By using these particular 'features' of the scheduler, I can start with a group of adjacent freq bins and have hosts continue to feed on this range of frequencies, jumping between bins as required without ever needing to download additional LIGO data files for other frequencies. By sharing this cache of LIGO data between a number of hosts (around 20 at the moment) the data downloads for these 20 hosts have been essentially zero for the last week after having set up the data caches. It's actually rather trivial to have a client ask for tasks for a particular group of frequencies and then have the scheduler play ball and keep sending just those tasks until they really are exhausted. That can easily continue for several weeks or longer.
Cheers,
Gary.
RE: Another bit of useful
)
Interesting. Thanks. Is that why many of the computers processing the same tasks as mine have about 80 tasks on the go and time out on great swathes of them? Seems a bit selfish if it is.
NG
NG
RE: RE: Another bit of
)
Don't know the answer to your question but I do know that as those people have units that 'time out' they will get fewer and fewer units to crunch. This protects the project itself from pc's that just return junk or don't return units on time from clogging up the system. Now as they start to return units properly they will get more units to crunch again. It is a self fixing algorithm, so the units available to those pc's will go up and down over time.

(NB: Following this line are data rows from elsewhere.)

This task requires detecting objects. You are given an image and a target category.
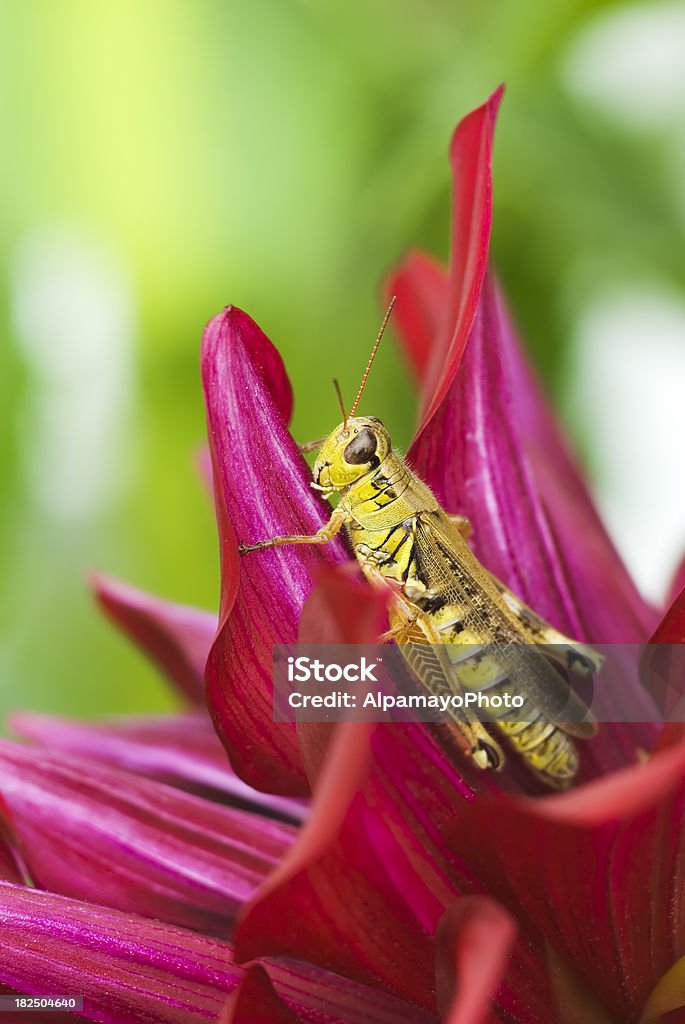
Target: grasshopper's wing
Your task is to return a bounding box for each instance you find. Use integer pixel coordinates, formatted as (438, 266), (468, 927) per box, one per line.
(414, 515), (598, 738)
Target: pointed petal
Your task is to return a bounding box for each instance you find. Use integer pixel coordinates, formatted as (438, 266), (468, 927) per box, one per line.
(388, 252), (449, 381)
(649, 584), (685, 645)
(0, 740), (295, 933)
(412, 86), (503, 445)
(406, 271), (657, 773)
(201, 306), (349, 794)
(435, 897), (516, 1024)
(0, 882), (243, 1023)
(10, 711), (307, 823)
(91, 574), (215, 704)
(447, 745), (685, 1021)
(223, 966), (302, 1024)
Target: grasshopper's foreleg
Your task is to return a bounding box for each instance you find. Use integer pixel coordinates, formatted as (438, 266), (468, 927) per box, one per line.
(238, 509), (347, 554)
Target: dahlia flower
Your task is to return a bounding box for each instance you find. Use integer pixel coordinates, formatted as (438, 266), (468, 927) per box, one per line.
(1, 87), (684, 1024)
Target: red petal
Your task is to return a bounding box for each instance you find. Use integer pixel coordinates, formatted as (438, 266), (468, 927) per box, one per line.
(666, 554), (685, 609)
(447, 745), (685, 1020)
(411, 86), (503, 445)
(92, 573), (214, 704)
(650, 584), (685, 645)
(388, 252), (449, 381)
(223, 965), (302, 1024)
(10, 711), (306, 822)
(224, 963), (438, 1024)
(201, 307), (349, 795)
(435, 897), (516, 1024)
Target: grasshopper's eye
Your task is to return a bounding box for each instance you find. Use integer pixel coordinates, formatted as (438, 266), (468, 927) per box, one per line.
(343, 427), (377, 464)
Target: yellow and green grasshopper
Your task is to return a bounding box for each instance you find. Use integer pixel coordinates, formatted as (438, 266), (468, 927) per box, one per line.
(240, 300), (602, 788)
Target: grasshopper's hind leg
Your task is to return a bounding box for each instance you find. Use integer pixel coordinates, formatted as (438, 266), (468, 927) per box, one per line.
(374, 577), (505, 774)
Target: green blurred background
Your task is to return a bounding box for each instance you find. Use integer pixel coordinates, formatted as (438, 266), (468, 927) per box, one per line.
(2, 0), (685, 721)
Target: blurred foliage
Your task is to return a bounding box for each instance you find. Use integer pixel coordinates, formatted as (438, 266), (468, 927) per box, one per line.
(1, 0), (684, 721)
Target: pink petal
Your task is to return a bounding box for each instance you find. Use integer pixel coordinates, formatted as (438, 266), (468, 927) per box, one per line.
(0, 883), (437, 1024)
(412, 86), (503, 446)
(0, 882), (243, 1023)
(388, 251), (449, 381)
(0, 793), (34, 886)
(0, 740), (295, 933)
(446, 744), (685, 1021)
(92, 574), (215, 704)
(10, 711), (306, 822)
(201, 306), (349, 794)
(435, 897), (517, 1024)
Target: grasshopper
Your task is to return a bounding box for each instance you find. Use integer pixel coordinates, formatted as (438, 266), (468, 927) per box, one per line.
(240, 299), (601, 788)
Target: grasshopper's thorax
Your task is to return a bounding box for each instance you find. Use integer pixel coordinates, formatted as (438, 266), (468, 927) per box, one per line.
(345, 453), (438, 529)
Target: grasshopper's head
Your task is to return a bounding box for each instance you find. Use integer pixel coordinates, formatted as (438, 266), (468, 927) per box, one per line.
(312, 416), (391, 495)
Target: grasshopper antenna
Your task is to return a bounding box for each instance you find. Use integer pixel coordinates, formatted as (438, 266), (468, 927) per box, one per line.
(349, 295), (396, 417)
(333, 377), (347, 429)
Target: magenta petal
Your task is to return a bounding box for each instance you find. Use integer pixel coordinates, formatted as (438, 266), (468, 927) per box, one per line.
(0, 793), (34, 886)
(0, 882), (243, 1023)
(388, 252), (449, 381)
(448, 744), (685, 1021)
(0, 740), (295, 933)
(0, 884), (433, 1024)
(92, 574), (215, 704)
(409, 273), (653, 644)
(435, 897), (516, 1024)
(10, 710), (306, 822)
(201, 306), (349, 794)
(413, 87), (503, 444)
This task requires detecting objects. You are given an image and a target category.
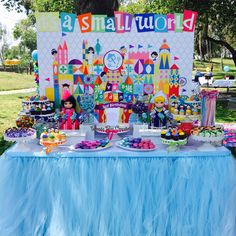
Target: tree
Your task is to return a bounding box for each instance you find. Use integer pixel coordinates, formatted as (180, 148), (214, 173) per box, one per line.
(122, 0), (236, 65)
(1, 0), (120, 15)
(13, 16), (36, 53)
(0, 0), (33, 15)
(0, 23), (9, 69)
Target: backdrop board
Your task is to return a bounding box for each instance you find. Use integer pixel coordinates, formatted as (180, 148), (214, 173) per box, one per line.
(36, 11), (198, 124)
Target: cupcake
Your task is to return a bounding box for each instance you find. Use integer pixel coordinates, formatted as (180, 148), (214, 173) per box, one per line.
(173, 133), (179, 141)
(165, 132), (172, 140)
(55, 133), (62, 141)
(48, 134), (55, 142)
(161, 130), (167, 138)
(179, 132), (186, 140)
(41, 134), (48, 142)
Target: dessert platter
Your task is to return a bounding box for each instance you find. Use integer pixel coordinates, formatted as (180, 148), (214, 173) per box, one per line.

RE: Interesting. Thanks. Is
)
I wouldn't think that what you are noticing has anything to do with what I was describing in my previous message.
I can't speak for others but in my case, all my quad core hosts have around 100 tasks or more on the go because they can crunch around 16-20 tasks per day and I tend to keep a 5-6 day cache of work. It would be quite rare for any of my hosts (about 70 in total - not all quads) to have tasks that time out since they are usually monitored sufficiently and any problems corrected before any deadlines are missed. So, there isn't really any problem for a productive host to have quite a lot of tasks on board.
There are probably at least a couple of scenarios (and quite likely more) which would account for large numbers of tasks timing out in the way you describe.
Firstly, hosts crunching 24/7 and not being regularly monitored can lock up or crash without the owner being aware of it until after the deadline has passed. There are probably large numbers of volunteers who 'set and forget' so a few examples of this would not be surprising. In my case, I rarely have time to look at individual machines on a regular basis. So, to make problems more visible, I wrote a shell script which runs on one machine and contacts all the others on the LAN twice per day. The script pings the IP address of each host to make sure the host is alive. It also uses the boinccmd utility to do things like allowing and disallowing new tasks so that I can take maximum advantage of my ISP's off-peak period where downloads aren't charged. The script produces a log of neverything it does so I can simply browse this log to see if there are any problems.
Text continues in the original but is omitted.